The area reflected in the proposed dataset covers regions from five EU countries (Austria, Belgium, Spain, Denmark, and Netherlands). AgriSen-COG comprises 6,972,485 parcel observations, grouped in 41,100 patches of size pixels. Each observation is described by the parcel’s spatial and temporal characteristics or as a univariate time series, with an aggregated version for each polygon.

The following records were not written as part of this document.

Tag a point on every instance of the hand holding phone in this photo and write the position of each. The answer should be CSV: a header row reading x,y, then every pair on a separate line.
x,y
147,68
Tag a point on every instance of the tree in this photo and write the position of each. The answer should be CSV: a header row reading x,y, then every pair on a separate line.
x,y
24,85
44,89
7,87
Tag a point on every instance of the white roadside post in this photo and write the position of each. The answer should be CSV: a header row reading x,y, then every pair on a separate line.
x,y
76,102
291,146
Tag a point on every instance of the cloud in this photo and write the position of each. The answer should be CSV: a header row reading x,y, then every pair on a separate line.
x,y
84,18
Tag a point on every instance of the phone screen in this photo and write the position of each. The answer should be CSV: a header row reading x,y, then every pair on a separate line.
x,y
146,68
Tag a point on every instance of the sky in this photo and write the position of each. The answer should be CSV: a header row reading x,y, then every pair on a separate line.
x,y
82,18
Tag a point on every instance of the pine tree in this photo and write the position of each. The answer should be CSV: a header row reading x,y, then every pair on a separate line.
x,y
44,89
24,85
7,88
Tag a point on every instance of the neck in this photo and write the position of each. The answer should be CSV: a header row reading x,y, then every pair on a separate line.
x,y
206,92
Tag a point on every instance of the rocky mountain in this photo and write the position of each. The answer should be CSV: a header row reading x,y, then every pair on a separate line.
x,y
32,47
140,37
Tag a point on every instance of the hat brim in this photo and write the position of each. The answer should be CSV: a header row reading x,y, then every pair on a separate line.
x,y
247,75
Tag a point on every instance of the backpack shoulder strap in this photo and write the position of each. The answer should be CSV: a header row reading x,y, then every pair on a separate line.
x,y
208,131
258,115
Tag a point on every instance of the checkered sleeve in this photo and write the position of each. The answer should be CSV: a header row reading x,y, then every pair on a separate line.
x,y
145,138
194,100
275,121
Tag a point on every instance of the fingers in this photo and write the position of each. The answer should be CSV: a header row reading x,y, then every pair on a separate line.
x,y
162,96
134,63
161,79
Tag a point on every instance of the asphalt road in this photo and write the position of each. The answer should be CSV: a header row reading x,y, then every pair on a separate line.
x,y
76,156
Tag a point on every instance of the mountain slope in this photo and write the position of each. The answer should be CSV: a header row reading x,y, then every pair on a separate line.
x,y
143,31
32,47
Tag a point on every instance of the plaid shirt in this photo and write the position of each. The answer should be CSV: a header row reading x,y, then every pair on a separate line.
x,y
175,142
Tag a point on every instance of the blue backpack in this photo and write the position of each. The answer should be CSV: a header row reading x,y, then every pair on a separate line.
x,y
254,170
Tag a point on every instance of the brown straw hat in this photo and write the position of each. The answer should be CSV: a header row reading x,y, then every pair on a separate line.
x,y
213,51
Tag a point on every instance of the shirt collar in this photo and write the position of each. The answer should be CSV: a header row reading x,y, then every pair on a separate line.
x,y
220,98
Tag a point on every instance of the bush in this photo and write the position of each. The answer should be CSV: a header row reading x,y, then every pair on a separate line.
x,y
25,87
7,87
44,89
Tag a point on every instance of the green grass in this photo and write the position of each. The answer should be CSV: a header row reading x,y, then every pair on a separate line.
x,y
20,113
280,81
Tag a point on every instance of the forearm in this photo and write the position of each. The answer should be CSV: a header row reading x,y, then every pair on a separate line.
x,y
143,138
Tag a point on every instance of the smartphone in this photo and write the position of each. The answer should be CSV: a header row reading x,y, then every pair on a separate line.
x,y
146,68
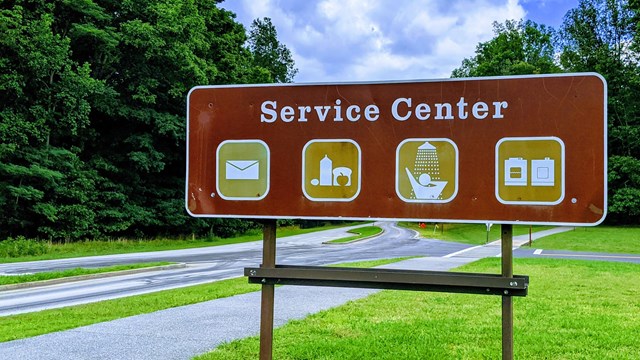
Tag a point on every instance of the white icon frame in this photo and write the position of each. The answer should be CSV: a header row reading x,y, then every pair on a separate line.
x,y
304,175
562,180
268,169
456,172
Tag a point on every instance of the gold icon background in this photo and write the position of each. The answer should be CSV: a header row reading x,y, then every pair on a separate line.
x,y
331,170
529,149
242,151
438,161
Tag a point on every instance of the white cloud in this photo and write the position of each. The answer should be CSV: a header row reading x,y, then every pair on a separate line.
x,y
355,40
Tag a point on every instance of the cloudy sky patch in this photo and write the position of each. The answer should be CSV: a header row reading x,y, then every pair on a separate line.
x,y
356,40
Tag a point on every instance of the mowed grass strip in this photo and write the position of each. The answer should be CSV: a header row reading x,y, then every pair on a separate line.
x,y
574,310
122,246
21,326
607,239
475,234
360,233
51,275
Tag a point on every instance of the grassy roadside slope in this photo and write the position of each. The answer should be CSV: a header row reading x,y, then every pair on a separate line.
x,y
31,324
607,239
574,310
49,251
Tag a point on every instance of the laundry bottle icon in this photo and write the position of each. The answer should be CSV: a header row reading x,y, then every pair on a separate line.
x,y
515,173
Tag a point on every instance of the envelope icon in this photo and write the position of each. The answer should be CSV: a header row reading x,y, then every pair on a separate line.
x,y
242,169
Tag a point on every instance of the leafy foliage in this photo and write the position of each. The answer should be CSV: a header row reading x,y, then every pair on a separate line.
x,y
600,36
519,47
92,131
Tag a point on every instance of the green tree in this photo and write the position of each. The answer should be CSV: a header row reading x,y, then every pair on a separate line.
x,y
92,128
519,47
599,36
269,53
46,107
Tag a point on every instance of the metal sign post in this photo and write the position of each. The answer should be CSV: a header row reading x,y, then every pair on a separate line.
x,y
267,302
504,150
507,299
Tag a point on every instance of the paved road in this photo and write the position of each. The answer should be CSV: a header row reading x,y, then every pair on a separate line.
x,y
181,333
206,265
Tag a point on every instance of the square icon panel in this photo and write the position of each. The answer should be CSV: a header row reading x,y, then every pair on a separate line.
x,y
530,170
242,169
331,170
427,170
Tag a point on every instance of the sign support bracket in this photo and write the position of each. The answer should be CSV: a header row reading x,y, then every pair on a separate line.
x,y
507,299
267,298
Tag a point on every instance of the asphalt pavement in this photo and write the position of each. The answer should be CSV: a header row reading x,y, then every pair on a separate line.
x,y
183,332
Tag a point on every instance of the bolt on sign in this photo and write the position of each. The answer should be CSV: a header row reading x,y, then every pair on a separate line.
x,y
524,149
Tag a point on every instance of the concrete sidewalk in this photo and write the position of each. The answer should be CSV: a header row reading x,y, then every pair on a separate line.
x,y
183,332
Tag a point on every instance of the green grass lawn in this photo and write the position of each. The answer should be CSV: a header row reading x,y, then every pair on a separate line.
x,y
122,246
19,279
43,322
475,234
574,310
361,233
608,239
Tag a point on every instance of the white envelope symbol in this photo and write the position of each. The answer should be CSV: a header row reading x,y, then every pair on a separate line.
x,y
242,169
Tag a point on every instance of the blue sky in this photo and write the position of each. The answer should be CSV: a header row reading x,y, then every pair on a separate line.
x,y
379,40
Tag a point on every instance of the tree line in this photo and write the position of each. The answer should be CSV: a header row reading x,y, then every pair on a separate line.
x,y
600,36
93,93
92,124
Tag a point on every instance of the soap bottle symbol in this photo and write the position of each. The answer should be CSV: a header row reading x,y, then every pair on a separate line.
x,y
329,176
515,173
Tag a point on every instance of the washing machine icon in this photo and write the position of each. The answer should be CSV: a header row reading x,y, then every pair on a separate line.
x,y
542,172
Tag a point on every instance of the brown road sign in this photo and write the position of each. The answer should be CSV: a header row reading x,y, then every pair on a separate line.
x,y
527,149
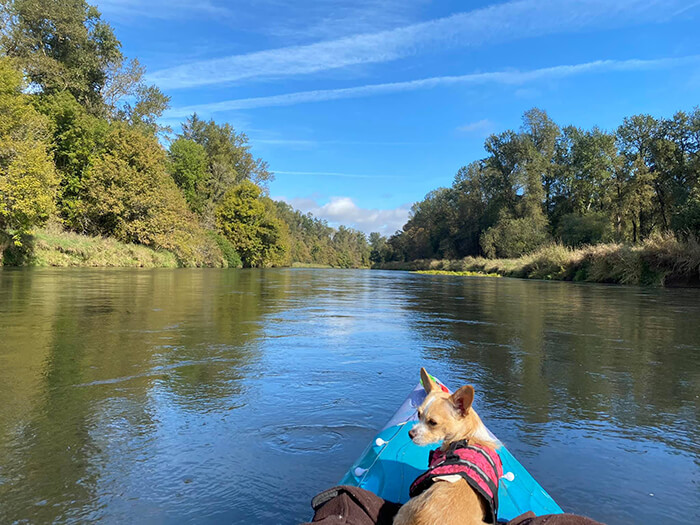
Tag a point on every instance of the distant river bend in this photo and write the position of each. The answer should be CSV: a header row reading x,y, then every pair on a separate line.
x,y
220,396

5.3. Dataset Creation Methodology
Crop type mapping datasets are built upon publicly available data. Several countries have already published their LPIS information for the EU region, making it possible to create large-scale crop type mapping datasets for ML/DL. In this paper, we analyze the available parcel information from all open-source EU crops’ data, resulting in the collection, processing, and analysis of five different areas (Austria, Belgium, Catalonia, Denmark, and Netherlands). Since there is no standard regarding LPIS data, creating a dataset raises several challenges due to the nonuniformity of the data. We also propose a detailed and reproducible methodology based on the LPIS input’s heterogeneity, which may be applied further to extend the current dataset with additional areas. Multiple regions included in an ML/DL dataset for crop type mapping can increase a model’s generalization capability or help in the domain adaptation method. In this context, a similar processing method is crucial for providing consistency among the data. Our dataset creation process is divided into three stages: (1) LPIS processing, to obtain a standard crop description for each polygon; (2) preparing the rasterized data, to obtain pairs of input data; and GT (3) improving dataset quality using anomaly detection. In
Figure 2 and
Figure 3, we present the workflow of our methodology and the challenges they handle. The final dataset and several intermediate preprocessing steps are available for download from our repository. The entire processing code may be accessed as Python scripts on the project’s GitHub, and serves as a quickstart in modifying or extending the proposed dataset.
- (1)
LPIS processing
Step 1.1 is represented by LPIS data collection. In the absence of a shared database, retrieving each piece of LPIS information is time-consuming and performed manually. Most of the LPIS datasets are available on the Ministry of Agriculture of each country’s webpage. However, navigation is hampered, as most websites use specific acronyms in the original language to denote the files. We collected and published the original files involved in the proposed dataset for easier access (Output 1.1). The original files helped to test the proposed workflow or conduct different analyses/processing.
Step 1.2 consists of converting the LPIS data to a unified format, which helps with further processing. The lack of a standard is visible first in the output format used to deliver the LPIS data. We encountered Shapefiles [
65], Geopackages [
66], Geodatabases [
67], and GeoJSON [
68] files. The output format consistency does not apply even for the same area, as there is a distinct format for different years. Therefore, we unified the file types, providing the data in two formats (Output 1.2): Geopackage and Parquet. Geopackage was chosen due to its popularity among the geocommunity and the integration with geotools (e.g., QGIS [
69]). We also provided the data in a partitioned Parquet [
70] format that allows for further distributed processing, which is needed when handling a large number of polygons. For our end goal, we require a list of geometrical shapes mapped with a label for each polygon. Step 1.2 is crucial in standardizing the LPIS data to apply uniform processing algorithms later.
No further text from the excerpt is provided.